“But our citizenship is in heaven. And we eagerly await a Savior from there, the Lord Jesus Christ, who, by the power that enables him to bring everything under his control, will transform our lowly bodies so that they will be like his glorious body.” Philippians 3:20-21, NIV
Citizenship denotes the link between a person and a state. A relationship between me and the kingdom; one that is certain whether I am physically in that kingdom or not.
I can’t help but think on Christian’s pilgrimage to the Celestial City in Bunyan’s Pilgrim’s Progress. The narrow path is difficult, full of trials and fearful encounters, but along the way, Christian carries with him his parchment—the scroll with the seal upon it—that he’d received at the Cross. He was to study those words, to think upon them and talk of them. And at the end of the journey, he would hand that scroll over to the gate-keeper, and it would be delivered to the King. Why?

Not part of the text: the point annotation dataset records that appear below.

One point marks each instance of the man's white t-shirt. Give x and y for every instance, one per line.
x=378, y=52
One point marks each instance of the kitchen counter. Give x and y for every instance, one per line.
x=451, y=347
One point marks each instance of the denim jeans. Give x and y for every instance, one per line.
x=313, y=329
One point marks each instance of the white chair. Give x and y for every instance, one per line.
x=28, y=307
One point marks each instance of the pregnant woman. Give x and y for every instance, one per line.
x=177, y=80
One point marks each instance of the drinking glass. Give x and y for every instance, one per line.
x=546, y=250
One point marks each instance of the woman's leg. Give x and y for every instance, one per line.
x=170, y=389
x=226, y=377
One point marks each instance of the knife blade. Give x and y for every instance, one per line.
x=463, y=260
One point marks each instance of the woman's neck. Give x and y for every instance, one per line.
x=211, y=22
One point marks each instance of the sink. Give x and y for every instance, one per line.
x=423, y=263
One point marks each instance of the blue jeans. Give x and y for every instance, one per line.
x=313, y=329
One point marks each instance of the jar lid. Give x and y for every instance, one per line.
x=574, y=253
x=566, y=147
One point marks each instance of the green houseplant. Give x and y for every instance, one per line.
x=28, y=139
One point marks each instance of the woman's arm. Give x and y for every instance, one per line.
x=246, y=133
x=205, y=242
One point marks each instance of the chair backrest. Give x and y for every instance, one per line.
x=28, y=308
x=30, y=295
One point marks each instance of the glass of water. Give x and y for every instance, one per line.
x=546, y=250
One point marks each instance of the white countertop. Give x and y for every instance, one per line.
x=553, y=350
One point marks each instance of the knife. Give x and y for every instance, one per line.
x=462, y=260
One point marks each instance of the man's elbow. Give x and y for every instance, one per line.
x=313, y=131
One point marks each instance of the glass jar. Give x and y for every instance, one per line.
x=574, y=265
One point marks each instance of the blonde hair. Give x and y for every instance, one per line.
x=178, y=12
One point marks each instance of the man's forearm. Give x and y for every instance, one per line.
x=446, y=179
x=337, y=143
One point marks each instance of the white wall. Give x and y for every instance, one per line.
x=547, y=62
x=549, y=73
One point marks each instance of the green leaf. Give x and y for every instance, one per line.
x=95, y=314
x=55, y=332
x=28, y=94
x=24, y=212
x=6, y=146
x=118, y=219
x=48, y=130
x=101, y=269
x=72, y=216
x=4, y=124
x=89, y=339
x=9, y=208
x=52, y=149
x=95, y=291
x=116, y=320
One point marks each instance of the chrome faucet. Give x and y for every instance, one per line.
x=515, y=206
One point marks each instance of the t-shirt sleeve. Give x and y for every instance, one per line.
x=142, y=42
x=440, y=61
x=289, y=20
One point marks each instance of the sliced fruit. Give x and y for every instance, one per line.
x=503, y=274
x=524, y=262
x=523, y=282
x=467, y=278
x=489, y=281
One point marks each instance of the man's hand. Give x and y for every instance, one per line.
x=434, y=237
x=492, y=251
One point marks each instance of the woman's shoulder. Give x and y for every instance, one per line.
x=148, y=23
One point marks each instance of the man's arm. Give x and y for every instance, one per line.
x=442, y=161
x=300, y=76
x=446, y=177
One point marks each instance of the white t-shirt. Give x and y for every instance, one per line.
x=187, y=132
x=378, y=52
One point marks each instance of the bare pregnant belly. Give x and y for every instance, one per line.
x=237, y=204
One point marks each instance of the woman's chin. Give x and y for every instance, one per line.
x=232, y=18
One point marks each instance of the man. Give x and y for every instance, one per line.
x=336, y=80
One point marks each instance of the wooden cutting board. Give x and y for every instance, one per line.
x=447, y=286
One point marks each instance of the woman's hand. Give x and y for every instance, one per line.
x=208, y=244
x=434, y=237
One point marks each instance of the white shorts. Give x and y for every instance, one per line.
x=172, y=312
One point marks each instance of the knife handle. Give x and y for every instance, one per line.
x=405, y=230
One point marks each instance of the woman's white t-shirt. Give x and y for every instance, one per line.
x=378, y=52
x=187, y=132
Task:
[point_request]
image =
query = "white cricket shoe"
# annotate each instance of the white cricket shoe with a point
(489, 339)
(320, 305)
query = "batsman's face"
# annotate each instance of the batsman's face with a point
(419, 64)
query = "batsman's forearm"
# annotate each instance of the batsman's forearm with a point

It proved his citizenship. During his pilgrimage, as he struggled along the difficult path, suffered humiliation, wrestled with temptation, grappled with grief, and trembled before Apollyon, Christian carried with him that scroll. Because it wasn’t mere parchment. It was his proof of Citizenship.
God gives us his proof—He gave a deposit. The Spirit of God, dwells with me. Seals me. Journeys with me. I don’t know what the road ahead will look like. Sometimes there are dark clouds ahead. Sometimes I get trapped in the dungeon of doubt. Sometimes the valley terrifies me. But along the way, I carry with me the same scroll. He declares now, and at the City Gate, “She belongs. I am her proof of citizenship.”
I love that. The Holy Spirit, my proof of citizenship.
Do you have a passport? Do you know where it is? If you are living in your home country, those questions may not seem terribly pressing to you. “No, why would I have a passport?” Or perhaps, “I think I have one, but it may be expired . . . hmm . . . Is it in my sock drawer maybe?”
But, if you were to ever travel abroad, you’d know exactly where your passport was every second you were on foreign soil. You’d know, so you could snatch it up in a fraction of a second if you were ever called upon to flee a political coup.
You’d know, so when the police stopped you on the side of the road, as they often do overseas, you could prove your citizenship.
You’d know, because it would be your ticket inside your embassy. The only ticket. Without it, you stay on the outside of those tall, barbed-wire topped walls.
And you’d know, because it’s the only thing that could get you back on to your country.
We are citizens of Heaven. The Holy Spirit is my proof of citizenship, far more precious to me than my tattered U.S. passport. He is my guide through emotional coups and hostile interrogations. He rejoices with me when I enter a Heavenly Embassy, otherwise known as a church.
And one day, this weary traveler, sealed with the Holy Spirit, will step into Heaven.
I’ll hear God the Father say, “Welcome home.”